Die gemeldeten Blitzer sind an den folgenden Orten aktiv: In der Riesenfeldstraße in Milbertshofen-Am Hart wird bei 50 km/h kontrolliert – die Blitzer haben dort am frühen Morgen ihre Arbeit aufgenommen. Auf der Garmischer Straße in Sendling-Westpark wird bei 30 km/h geblitzt, genau wie auf der Düsseldorfer Straße in Schwabing. Die Von-Kahr-Straße in Allach-Untermenzing hat ebenfalls das 50 km/h-Limit, während auf der Herterichstraße in Thalkirchen-Obersendling-Forstenried-Fürstenried-Solln die 30 km/h-Grenze gilt. Wer jetzt denkt, dass das schon alles war, der irrt sich gewaltig!
Blitzende Realität in München
Obwohl wir heute von den Blitzern hören, ist das kein Einzelfall. Bereits am 4. März 2026 waren mobile Blitzer in der Stadt aktiv. Fünf Standorte waren damals im Einsatz, unter anderem an der Wasserburger Landstraße in Trudering-Riem und der Oberföhringer Straße in Bogenhausen. Auch hier galt es, die Geschwindigkeit genau im Auge zu behalten. Die mobile Verkehrsüberwachung hat in den letzten Jahren enorm an Bedeutung gewonnen. Starenkästen wirken weniger abschreckend auf die ortskundigen Fahrer – denn die kennt man schließlich wie seine Westentasche.
Mit der Zeit hat sich die Technologie weiterentwickelt. Von den ersten analogen Messgeräten bis hin zu modernen digitalen Systemen mit Laser-Technologie – alles dient dem Ziel, die Verkehrssicherheit zu erhöhen. Und das ist dringend nötig! Denn wer kennt nicht die vielen Geschichten von gefährlichen Fahrmanövern oder gefährlichen Situationen auf der Straße? Die blitzenden Geräte sollen nicht nur die Geschwindigkeit messen, sondern auch das Bewusstsein für verantwortungsvolles Fahren schärfen.
Ein Blick auf die Herausforderungen
Es gibt jedoch auch Herausforderungen, die mit der Verkehrsüberwachung einhergehen. Datenschutzfragen sind ein großes Thema, vor allem wenn es um die Speicherung von Daten geht. Hier muss ein Gleichgewicht gefunden werden zwischen den Sicherheitsbedürfnissen der Bürger und ihren Grundrechten. Ein Spagat, der nicht leicht zu meistern ist.
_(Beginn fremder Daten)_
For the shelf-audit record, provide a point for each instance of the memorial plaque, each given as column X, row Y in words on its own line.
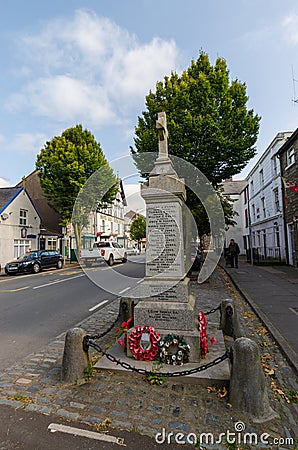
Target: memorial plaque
column 165, row 240
column 164, row 300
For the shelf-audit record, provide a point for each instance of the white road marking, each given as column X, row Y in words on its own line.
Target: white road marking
column 98, row 305
column 58, row 281
column 124, row 290
column 85, row 433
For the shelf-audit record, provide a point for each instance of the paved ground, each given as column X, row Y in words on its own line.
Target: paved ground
column 129, row 402
column 272, row 291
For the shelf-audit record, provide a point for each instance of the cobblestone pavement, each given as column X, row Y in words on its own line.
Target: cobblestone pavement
column 129, row 402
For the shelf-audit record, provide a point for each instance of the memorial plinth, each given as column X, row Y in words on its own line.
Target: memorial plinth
column 164, row 299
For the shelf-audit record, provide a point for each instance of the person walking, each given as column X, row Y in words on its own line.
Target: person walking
column 234, row 251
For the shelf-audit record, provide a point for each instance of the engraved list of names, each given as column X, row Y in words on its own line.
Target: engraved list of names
column 165, row 247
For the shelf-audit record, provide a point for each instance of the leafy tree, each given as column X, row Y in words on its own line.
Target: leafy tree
column 65, row 164
column 138, row 229
column 208, row 122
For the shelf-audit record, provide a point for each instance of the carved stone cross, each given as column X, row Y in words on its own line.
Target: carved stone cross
column 161, row 125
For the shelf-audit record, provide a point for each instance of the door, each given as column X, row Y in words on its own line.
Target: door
column 291, row 242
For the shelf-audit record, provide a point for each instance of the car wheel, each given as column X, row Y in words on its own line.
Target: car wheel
column 36, row 268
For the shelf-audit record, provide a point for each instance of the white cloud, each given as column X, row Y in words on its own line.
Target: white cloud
column 88, row 68
column 4, row 182
column 65, row 98
column 290, row 25
column 134, row 200
column 25, row 143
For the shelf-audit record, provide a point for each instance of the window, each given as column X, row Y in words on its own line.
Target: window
column 276, row 200
column 290, row 156
column 263, row 201
column 245, row 196
column 246, row 218
column 52, row 243
column 20, row 246
column 253, row 208
column 276, row 235
column 23, row 217
column 252, row 190
column 274, row 165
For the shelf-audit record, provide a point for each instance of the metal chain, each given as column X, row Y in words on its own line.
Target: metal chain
column 212, row 310
column 100, row 335
column 162, row 374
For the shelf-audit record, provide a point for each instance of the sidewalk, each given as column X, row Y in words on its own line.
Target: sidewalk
column 272, row 292
column 127, row 401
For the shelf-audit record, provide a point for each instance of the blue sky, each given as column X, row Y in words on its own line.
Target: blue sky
column 94, row 61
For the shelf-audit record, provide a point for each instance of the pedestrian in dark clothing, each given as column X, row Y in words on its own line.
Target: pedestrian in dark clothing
column 234, row 251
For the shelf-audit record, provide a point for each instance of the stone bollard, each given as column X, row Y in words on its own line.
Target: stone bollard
column 248, row 391
column 229, row 322
column 75, row 358
column 126, row 309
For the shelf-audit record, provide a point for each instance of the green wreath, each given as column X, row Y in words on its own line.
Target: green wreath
column 174, row 350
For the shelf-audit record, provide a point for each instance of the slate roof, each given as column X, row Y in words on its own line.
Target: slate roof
column 234, row 187
column 7, row 195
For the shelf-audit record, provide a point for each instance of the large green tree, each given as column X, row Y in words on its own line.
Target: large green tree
column 208, row 121
column 65, row 164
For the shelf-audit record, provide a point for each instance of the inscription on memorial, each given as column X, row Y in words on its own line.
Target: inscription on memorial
column 164, row 236
column 163, row 315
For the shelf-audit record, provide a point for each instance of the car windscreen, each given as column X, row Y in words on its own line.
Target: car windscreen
column 30, row 255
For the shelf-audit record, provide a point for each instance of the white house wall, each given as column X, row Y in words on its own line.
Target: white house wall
column 265, row 218
column 236, row 232
column 10, row 229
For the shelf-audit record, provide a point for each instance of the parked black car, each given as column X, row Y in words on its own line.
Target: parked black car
column 35, row 261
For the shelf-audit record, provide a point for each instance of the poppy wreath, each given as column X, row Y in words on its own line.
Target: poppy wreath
column 134, row 341
column 173, row 349
column 203, row 334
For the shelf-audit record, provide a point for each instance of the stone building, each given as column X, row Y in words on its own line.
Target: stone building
column 233, row 190
column 19, row 224
column 264, row 236
column 288, row 156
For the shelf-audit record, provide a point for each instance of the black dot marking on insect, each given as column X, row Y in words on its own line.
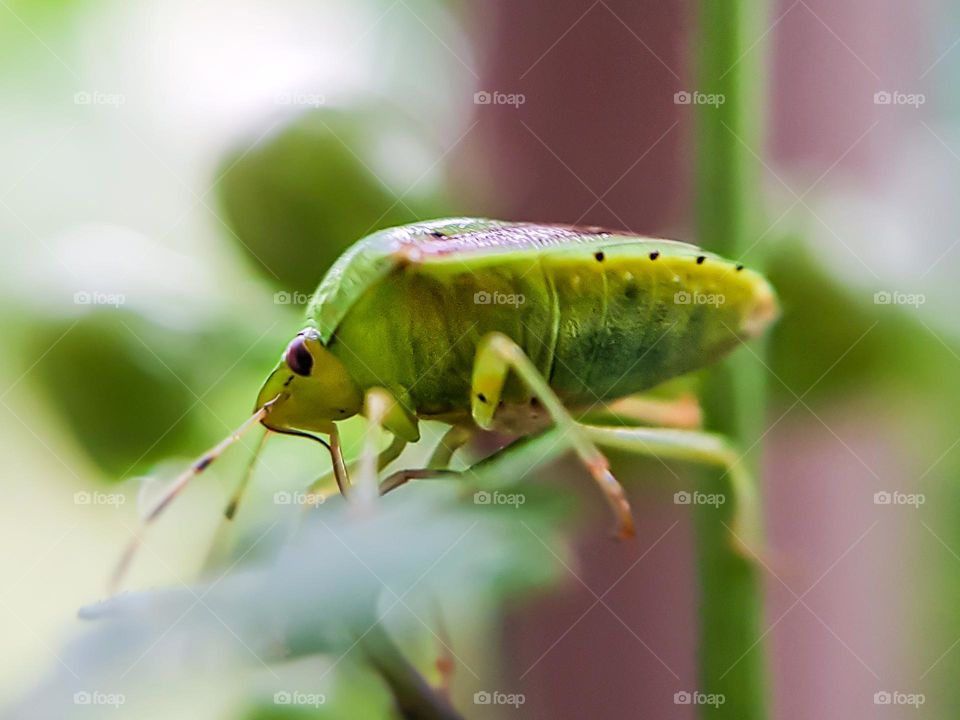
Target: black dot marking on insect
column 298, row 358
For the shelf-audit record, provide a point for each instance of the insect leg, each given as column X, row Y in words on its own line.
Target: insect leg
column 496, row 355
column 401, row 477
column 386, row 456
column 454, row 439
column 698, row 447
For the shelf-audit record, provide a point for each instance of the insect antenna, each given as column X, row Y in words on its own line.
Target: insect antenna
column 177, row 486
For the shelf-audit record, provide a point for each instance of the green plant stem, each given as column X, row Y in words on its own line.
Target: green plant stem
column 728, row 134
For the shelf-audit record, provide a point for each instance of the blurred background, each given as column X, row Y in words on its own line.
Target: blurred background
column 176, row 178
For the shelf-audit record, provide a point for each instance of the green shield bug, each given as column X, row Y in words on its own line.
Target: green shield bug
column 515, row 327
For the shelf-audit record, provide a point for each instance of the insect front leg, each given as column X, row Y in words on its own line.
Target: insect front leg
column 383, row 412
column 496, row 356
column 698, row 447
column 386, row 456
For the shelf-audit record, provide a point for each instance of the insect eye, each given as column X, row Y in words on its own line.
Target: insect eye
column 298, row 358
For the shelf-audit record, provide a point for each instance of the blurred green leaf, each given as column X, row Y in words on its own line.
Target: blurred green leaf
column 297, row 198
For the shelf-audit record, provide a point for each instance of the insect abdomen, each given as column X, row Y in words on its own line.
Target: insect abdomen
column 598, row 324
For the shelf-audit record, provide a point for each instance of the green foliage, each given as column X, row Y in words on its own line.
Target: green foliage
column 297, row 198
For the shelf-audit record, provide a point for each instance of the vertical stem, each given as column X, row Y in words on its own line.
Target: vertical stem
column 728, row 134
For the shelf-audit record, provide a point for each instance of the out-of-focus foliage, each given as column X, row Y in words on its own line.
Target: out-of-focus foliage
column 302, row 592
column 297, row 198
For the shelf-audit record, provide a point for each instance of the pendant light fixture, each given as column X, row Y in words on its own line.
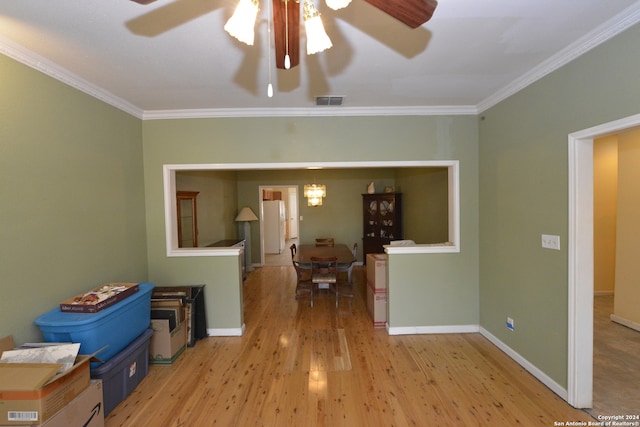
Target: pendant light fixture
column 317, row 38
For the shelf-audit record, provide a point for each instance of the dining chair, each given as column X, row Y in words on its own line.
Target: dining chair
column 303, row 275
column 303, row 281
column 348, row 268
column 324, row 270
column 325, row 241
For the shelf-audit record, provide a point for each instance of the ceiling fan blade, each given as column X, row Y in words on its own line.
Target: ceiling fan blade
column 286, row 14
column 412, row 13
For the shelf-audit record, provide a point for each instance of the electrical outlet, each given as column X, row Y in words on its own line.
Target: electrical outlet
column 510, row 325
column 551, row 242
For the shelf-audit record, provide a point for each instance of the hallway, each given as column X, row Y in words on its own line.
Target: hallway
column 616, row 367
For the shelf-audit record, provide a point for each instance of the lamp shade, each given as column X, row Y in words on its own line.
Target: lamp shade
column 246, row 214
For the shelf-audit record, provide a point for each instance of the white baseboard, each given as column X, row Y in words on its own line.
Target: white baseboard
column 227, row 332
column 461, row 329
column 445, row 329
column 532, row 369
column 626, row 322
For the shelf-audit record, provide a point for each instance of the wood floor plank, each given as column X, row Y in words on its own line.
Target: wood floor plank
column 328, row 366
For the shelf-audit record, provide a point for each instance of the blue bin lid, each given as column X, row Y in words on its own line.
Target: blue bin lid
column 57, row 317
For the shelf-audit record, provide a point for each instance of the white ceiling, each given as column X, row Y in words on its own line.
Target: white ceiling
column 172, row 58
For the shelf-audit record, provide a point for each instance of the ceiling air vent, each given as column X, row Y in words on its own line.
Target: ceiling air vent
column 329, row 100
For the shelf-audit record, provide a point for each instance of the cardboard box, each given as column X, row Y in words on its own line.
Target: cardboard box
column 86, row 410
column 166, row 344
column 377, row 272
column 377, row 305
column 99, row 298
column 31, row 393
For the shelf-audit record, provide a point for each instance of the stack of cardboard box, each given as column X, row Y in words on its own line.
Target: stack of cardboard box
column 37, row 394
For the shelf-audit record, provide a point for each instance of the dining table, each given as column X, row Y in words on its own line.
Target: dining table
column 344, row 256
column 340, row 251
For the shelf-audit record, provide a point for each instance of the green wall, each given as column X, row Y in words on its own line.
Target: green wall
column 318, row 139
column 524, row 193
column 82, row 205
column 72, row 208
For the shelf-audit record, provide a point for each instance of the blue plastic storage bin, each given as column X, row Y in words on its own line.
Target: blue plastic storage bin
column 122, row 374
column 115, row 327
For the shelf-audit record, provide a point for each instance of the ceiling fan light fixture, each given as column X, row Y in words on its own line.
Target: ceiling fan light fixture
column 317, row 38
column 338, row 4
column 242, row 22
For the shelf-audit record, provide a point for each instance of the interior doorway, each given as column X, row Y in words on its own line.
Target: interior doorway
column 580, row 283
column 289, row 196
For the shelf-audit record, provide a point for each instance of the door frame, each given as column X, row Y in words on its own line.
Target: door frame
column 297, row 219
column 580, row 268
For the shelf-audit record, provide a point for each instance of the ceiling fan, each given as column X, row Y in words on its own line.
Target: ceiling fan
column 286, row 14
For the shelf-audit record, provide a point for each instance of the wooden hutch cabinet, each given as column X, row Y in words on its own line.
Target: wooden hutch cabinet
column 382, row 221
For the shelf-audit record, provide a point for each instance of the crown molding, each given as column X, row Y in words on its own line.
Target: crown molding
column 310, row 112
column 604, row 32
column 45, row 66
column 601, row 34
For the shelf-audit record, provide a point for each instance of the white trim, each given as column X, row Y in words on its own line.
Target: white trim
column 602, row 33
column 625, row 322
column 465, row 329
column 169, row 184
column 532, row 369
column 425, row 330
column 444, row 110
column 580, row 261
column 602, row 293
column 51, row 69
column 616, row 25
column 226, row 332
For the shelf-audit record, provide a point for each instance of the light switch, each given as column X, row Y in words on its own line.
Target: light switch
column 551, row 242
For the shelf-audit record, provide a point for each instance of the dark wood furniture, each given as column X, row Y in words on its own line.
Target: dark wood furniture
column 192, row 298
column 324, row 271
column 382, row 221
column 340, row 251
Die Verkehrsüberwachung hat sich im Laufe der Jahre stark verändert. Früher wurden Geschwindigkeitsmessungen fast ausschließlich durch stationäre Anlagen durchgeführt. Heute sind mobile Blitzer ein fester Bestandteil der Verkehrskontrollen, die sowohl auf Autobahnen als auch innerstädtisch eingesetzt werden. Und das zeigt Wirkung: Die Zahl der Verkehrsunfälle kann durch gezielte Geschwindigkeitskontrollen signifikant gesenkt werden.
Die Zeit bleibt nicht stehen, und so werden wir auch weiterhin die Entwicklung der Verkehrssicherheit in München im Auge behalten. Ob man nun ein Fan der Blitzkontrollen ist oder nicht – eines steht fest: Ein bisschen mehr Achtsamkeit auf den Straßen kann nicht schaden!